8/9 In Edinburgh,
I had to crane my neck to see the plaque to Elizabeth “Bessie” Watson, a 9-year-old suffragette bagpiper that Linda had finally spotted after we had walked up seemingly endless steps on both sides of the road opposite Edinburgh Castle. In 1909, Bessie and her mother saw an ad for a Great Procession and Women’s Demonstration on October 9th, organized by suffragettes to celebrate “What women have done and can and will do.” Bessie rode on a float and played her pipes. In 1911 she led a contingent of “lady pipers” in the Great Procession in London. When suffragettes were arrested and put on a train to Holloway Prison in London, Bessie stood on the platform and piped. She went to Calton Prison in Edinburgh and piped outside the prison in support of imprisoned suffragettes. The big bows above the plaque are WSPU’s colors: purple, white, and green. Bessie is said to have tied her pigtails with purple, white, and green ribbons. Dedicated on August 1, 2019 Bessie Watson’s plaque is at the top of the wall near where her childhood house once stood, high above the heads of pedestrians, unless they are looking for it and are as sharp-eyed as Linda! (Click on a picture to enlarge it.)

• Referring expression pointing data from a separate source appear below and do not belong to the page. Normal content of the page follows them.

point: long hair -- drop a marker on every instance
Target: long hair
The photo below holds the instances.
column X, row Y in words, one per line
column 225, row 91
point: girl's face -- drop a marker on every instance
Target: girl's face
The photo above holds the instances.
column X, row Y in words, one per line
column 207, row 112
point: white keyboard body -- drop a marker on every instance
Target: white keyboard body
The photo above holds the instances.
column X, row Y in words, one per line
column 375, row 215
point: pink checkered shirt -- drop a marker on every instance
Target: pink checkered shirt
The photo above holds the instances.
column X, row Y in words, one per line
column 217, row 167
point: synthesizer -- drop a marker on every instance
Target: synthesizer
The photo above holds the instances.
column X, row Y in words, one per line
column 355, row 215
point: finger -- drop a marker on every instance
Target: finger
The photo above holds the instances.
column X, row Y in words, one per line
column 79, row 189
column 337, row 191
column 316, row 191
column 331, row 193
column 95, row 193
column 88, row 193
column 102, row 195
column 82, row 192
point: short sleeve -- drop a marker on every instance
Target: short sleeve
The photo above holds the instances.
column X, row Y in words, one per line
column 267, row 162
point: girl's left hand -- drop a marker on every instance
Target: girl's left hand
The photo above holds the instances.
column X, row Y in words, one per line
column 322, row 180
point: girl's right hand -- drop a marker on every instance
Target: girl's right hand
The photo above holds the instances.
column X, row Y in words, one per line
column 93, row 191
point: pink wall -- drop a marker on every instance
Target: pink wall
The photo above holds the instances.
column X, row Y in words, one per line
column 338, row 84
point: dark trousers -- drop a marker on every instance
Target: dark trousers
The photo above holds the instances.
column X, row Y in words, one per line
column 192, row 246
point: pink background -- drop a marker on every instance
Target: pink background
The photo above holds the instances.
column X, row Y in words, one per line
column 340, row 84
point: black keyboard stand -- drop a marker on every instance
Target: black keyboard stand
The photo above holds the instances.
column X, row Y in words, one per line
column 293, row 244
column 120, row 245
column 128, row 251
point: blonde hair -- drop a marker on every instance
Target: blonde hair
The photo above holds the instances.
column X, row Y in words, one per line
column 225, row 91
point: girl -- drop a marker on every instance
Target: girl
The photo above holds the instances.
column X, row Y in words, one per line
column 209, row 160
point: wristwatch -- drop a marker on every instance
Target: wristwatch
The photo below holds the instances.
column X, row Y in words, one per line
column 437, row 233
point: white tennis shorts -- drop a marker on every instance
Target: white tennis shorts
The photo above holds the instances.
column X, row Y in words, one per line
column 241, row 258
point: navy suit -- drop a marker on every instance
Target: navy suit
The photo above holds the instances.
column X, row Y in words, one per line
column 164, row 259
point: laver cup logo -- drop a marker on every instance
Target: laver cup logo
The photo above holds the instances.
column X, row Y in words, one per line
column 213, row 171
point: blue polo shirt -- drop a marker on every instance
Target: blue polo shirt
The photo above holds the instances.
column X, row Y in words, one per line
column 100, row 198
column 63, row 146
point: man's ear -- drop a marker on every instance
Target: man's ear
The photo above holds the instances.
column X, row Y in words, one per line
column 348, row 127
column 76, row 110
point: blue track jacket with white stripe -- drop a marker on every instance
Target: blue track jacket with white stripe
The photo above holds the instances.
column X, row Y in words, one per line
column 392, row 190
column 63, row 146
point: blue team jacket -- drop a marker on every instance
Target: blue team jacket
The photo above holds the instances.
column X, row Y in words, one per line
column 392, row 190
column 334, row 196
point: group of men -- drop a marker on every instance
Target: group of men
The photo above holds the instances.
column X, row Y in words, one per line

August 15, 1964–55 years ago—was my first and only visit to Edinburgh. After two years of college, I got a six-week job as an assembly line worker in a frozen food factory in Helsingborg, Sweden, bought a one-way ticket on a student ship going to Southampton, England, packed a blue & white seersucker dress, underwear, and socks in a small backpack, got my passport and international youth hostel card, and took a small amount of money. Wearing a denim skirt, white blouse, and hiking boots, I boarded the M/S Aurelia in July 24th. (My mother was apoplectic & furious I wasn’t college bound. My father was thrilled that I was living out one of his fantasies.) From Southampton, I went to London, then took a train to Holyhead and a boat to Dublin, Ireland. I hitchhiked to Belfast and took the boat to Glasgow where at the youth hostel I met Loreen and Jean from New Zealand. Together we hitchhiked the long way to Edinburgh, getting rides in—a lorry carrying Ballantine whiskey to Dumbarton; a Ferrocrete lorry to Fort Williams (We talked through the night with the driver, although his Glaswegian accent was hard to decipher.); a lorry to Loch Ness; a newspaper truck to Inverness; a lorry loaded with 15-tons of granite to Kintore, a hay truck into Aberdeen, a car to Dundee, and a series of short rides in cars to Edinburgh. Amazingly the Women’s Youth Hostel I stayed in was beside The Vennel, the steps, that Linda and I walked up to find Bessie Watson’s plaque! Across the square were
the steps I took, all those many years ago, to get to the castle esplanade to watch The Royal Military Tattoo. (The first steps Linda and I had tried.) We got last-minute tickets to the Tattoo, a much greater event than
what I saw in 1964. We saw military bands, singers, and dancers from Nigeria, China, Germany, France, Australia, New Zealand, and a steel drum military band from Trinidad and Tobago; Welsh fiddlers and Scottish dancers; and marching bagpipers galore! Each was introduced by a narrator who provided a wonderful sense of diversity and non-militarism. It was a dignified spectacle, topped off with fireworks shot off from the Edinburgh Castle. We didn’t even mind the rain storm that now seems a daily occurrence in Scotland. The Tattoo proudly endures every weather condition.